Many books could be written on how we got here and who’s to blame, because the causes are tangled and go far back into human history, even though almost everybody tries to oversimplify the problem. I think it’s a tangled web of centuries (or more) of wrong thinking involving race, class, slavery, tribalism, populism, fear and the continuing desire of some people to control other people. (No matter what I include, I’m failing to include other factors.) They all blend together in a toxic stew — and whichever part happens to be nearest and dearest to you, that’s the part you tend to see and assume is the cause.
But I’m not here to draw a conclusion about the cause or to place blame. First, I’m not capable of coming up with an objective answer. Second, it doesn’t matter what I could come up with. We’re not all going to agree, especially while there’s so much anger and hate on all sides.
For me, the correct path is closing my mind and heart to the hatred and anger as much as possible. Giving voice to those things or even harboring those thoughts — even though many of them might rationally be justified from different reasonable points of view — won’t do any good. It won’t do society any good and it certainly won’t do me any good. The only thing that can change the world — and the only thing that can change me — is learning to love better. (That’s not an easy task. It’s something I’ve been thinking about for weeks and trying to write about.)

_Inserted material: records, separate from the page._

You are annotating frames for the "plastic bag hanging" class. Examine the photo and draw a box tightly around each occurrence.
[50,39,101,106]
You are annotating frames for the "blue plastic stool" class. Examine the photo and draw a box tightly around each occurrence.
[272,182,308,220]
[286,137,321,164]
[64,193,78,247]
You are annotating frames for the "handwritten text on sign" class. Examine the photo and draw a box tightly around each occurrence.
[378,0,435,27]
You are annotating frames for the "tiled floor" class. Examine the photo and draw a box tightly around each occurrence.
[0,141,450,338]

Selling love and reconciliation in this country right now is about as easy as selling snow blowers in Miami. Most people just aren’t buying something they don’t believe they need and that they don’t believe solves the problem they see. People would rather feel anger and lecture “the other side” about how “those people” should take the steps necessary to change things.
That’s a perfect way to stay on the path that the devilish figure in red has laid out for us. It leads to a mad descent into a hellish conflict that no one can win.
I can’t change the world. I can’t change you. I have no intention of trying. The only thing I’m capable of doing — and I struggle even at that — is changing myself. There are now billions of us on the planet, and I’ve come to believe the only thing that can possibly save the human race is each one of us deciding to transform ourselves through the power of love.
The only thing I can possibly do is work on myself.
As I’ve become more and more convinced that personal transformation through love is the only way to change the world — and that political action is counterproductive — the world actually seems to be getting more hateful. I feel as though I’m standing in the middle of trench warfare while screaming people lob bombs at each other — and I know the only way out of the carnage is for each individual to unilaterally and proactively love the people he’s been trying to kill.
That’s a very different perspective — a radical perspective which trusts that God isn’t yet finished with us — one which would seem like madness to those who don’t understand the ultimate power of love to change people.
I’m not telling you my answer is easy. In fact, it’s very difficult. Following the rest of the world is easy — and that’s what most people will do.
Most people will continue to keep their eyes glued to television screens that sell them hate. Most people will continue to assume they know who’s right and who’s wrong. Most people will believe in a narrative that absolves them — and their kind — of any blame. So they will sit in front of violent images they invite into their homes and they will silently scream, “You people are responsible for this, not me!”
As the hotheads spread their hate and ratchet up the violence, the red figure with the horns will slip back down to his fiery home, gleefully saying, “These people will do the rest for me.”